In “Love, Digital Style: The New Generation Gap,” Weiss discusses how intimacy, expectations, and roles have changed as the younger generation communicates more electronically than face-to-face.
There is little doubt the growing chasm between digital natives and immigrants centers on the use of technology for purposes of interpersonal connection. In 2009, a study conducted by the Pew Research Center indicated that more than half of American teens logged onto a social media website more than once per day, with nearly a quarter of teens logging on 10 or more times per day. And that was in 2009, the beginning of the social media boom! A more recent Pew study shows the median number of daily texts among teens aged 12 to 17 has risen from 50 texts per day in 2009 to 60 texts per day today, with girls aged 14 to 17 the most avid texters, averaging more than 100 per day. This same survey also revealed that texting is now the primary mode of daily communication between teens and their friends and family, far surpassing phone calls, face-to-face interactions, and emailing. The appeal of texting appears to be the ability to be “in touch” without directly engaging another person. In this way teens are able to “control” their social interactions.
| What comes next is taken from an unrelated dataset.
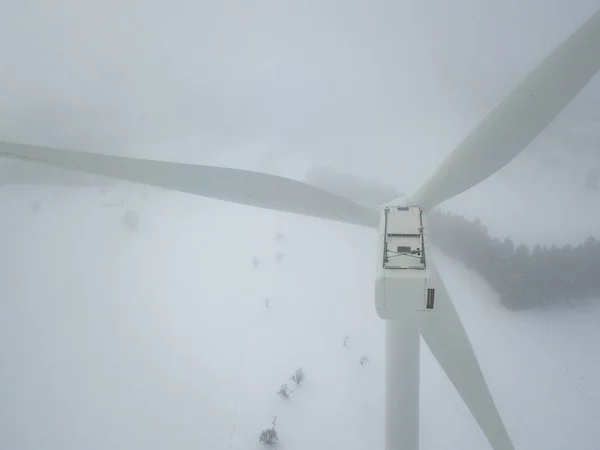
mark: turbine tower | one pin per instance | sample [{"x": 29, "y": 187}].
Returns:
[{"x": 409, "y": 294}]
These “digital natives” are much more likely to have shorter relationships, marry later (if at all), and prefer intimacy that is more digital than physical. He voices some concern about the impact on young men:
Not only are young men not “in sync” with their potential partners, they may actually be losing interest in those partners! Numerous studies show that a consistent pattern of porn use can result in both short- and long-term sexual and intimacy dysfunction. In fact, a rapidly growing percentage of digital natives report literally being disinterested, even turned off by “in the flesh” sex.
As well as discusses the changes that have occurred among young women:
The digital divide exists for women, as well. One potentially illuminating measure is porn use. Studies show that younger females (digital natives) are more likely to use porn than their elders. They are also more likely to be “accepting” of porn use. Of interest in this area is the fact that porn acceptance by women (even more so than actual porn use) positively correlates with a desire for later marriage, at a time when both partners in the marriage are financially independent.